Fight Club offers an engaging and thoughtful analysis of the manner in which capital, and the empty and somnambulistic subjectivities it engenders, might be rejected and resisted. In the face of the loss of experience an underground world of embodied, corporate pathos is performed and celebrated. This martial dramaturgy is at once both a lament for, and a critique of, the atomization and superficiality of those other corporate existences that define the lives of subjects in so-called advanced Western societies: branding, consumption, and image. But fight clubs are nothing more than a subterranean enactment of the perversion of the new moralism of late capital that takes as its slogan "you are what you consume" and which refuses the establishment or repetition of any acquired habits. The danger with this underground rejoinder lies in the possibility of the normalization of perversion when Fight Club becomes a project. In the filmic text this is exactly what happens as the micro-fascist "Project Mayhem" emerges from the quest for the real, the true, and the certain.3 Micro-fascist in its logic, "Project Mayhem" does little more than replay, in a different key, the antinomian and anomic character of late capital. This project of resistance rejects any law or tradition (bar those that are constructed within) and instead measures its value and efficacy on the basis of Romantic tropes such as brotherhood, exclusivity with regard to experience, and the purity of identity.

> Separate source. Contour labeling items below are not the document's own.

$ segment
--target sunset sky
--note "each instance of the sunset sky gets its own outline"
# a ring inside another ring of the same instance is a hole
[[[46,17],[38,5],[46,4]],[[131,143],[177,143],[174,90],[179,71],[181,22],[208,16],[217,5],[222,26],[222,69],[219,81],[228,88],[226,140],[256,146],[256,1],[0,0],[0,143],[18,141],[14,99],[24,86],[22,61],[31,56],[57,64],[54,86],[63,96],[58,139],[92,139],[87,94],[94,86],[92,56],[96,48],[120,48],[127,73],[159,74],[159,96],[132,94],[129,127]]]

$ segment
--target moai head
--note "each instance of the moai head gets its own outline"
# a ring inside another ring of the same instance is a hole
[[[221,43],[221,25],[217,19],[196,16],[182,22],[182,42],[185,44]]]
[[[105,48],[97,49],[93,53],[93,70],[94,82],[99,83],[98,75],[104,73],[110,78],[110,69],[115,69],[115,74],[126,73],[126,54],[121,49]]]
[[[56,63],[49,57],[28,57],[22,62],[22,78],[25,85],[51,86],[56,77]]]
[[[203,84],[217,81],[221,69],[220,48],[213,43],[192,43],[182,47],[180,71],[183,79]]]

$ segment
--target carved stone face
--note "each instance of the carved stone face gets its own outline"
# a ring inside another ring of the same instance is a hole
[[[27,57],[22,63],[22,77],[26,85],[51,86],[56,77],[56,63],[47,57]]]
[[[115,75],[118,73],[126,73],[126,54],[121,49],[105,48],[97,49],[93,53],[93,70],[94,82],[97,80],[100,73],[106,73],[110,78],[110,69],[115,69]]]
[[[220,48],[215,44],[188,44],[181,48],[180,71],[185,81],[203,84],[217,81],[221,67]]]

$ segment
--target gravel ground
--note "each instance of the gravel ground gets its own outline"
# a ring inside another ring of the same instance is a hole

For the Christian churches today, it is both right and proper to offer a critical interrogation of the logic of late capital and to provide and promote an alternative economy of goods, practices, and desires. Nevertheless, the constant temptation for the church is to respond to the transformation of identities, practices, and values in a manner that is analogous to Fight Club. The church is in a crisis of its own making. It responds to the proliferation of experiences and promises with its own fantastic promise of an exclusive experience. Take the Alpha course, a full length commercial for a product that will fill your Jesus-shaped hole, a true experience of the fullness of self that sure beats MacDonald's promise to fill your burger-shaped hole (and without the calories). Christianity-lite sees the Scriptures as a way to out-do the Ikea experience and if pornography deludes us with the fantasy of the eternal erection then Christianity offers something even better - eternal resurrection. Ironically, the performagraphic logic of the church seems to change when we turn to sex. Here the church responds to the proliferation of discourses surrounding sex with all the puritanical zeal of an underground sect that seeks to promote the truth. Yet, for the most part, Christian commentators are doing little more than occupying and enjoying the very space that was bequeathed to the church with the rise of modernity. When it comes to sex, Christians (especially evangelicals) expound a sophisticated moral code that is ostensibly biblical in tone and content. Yet, as any reading of the biblical data on sex and sexuality will demonstrate, the creation of a legalistic framework that curtails the flights of eros is both a refusal of the multidimensional character of scriptural narrative and a blindness to the crucial influence of a peculiarly modern conflation of religion and morality As a consequence, Christian reflection on sex tends towards a normalization of a modern perversion of Christianity, one that is micro-fascistic in its emphasis on marriage as the exclusive locale for the practice of erotic performance.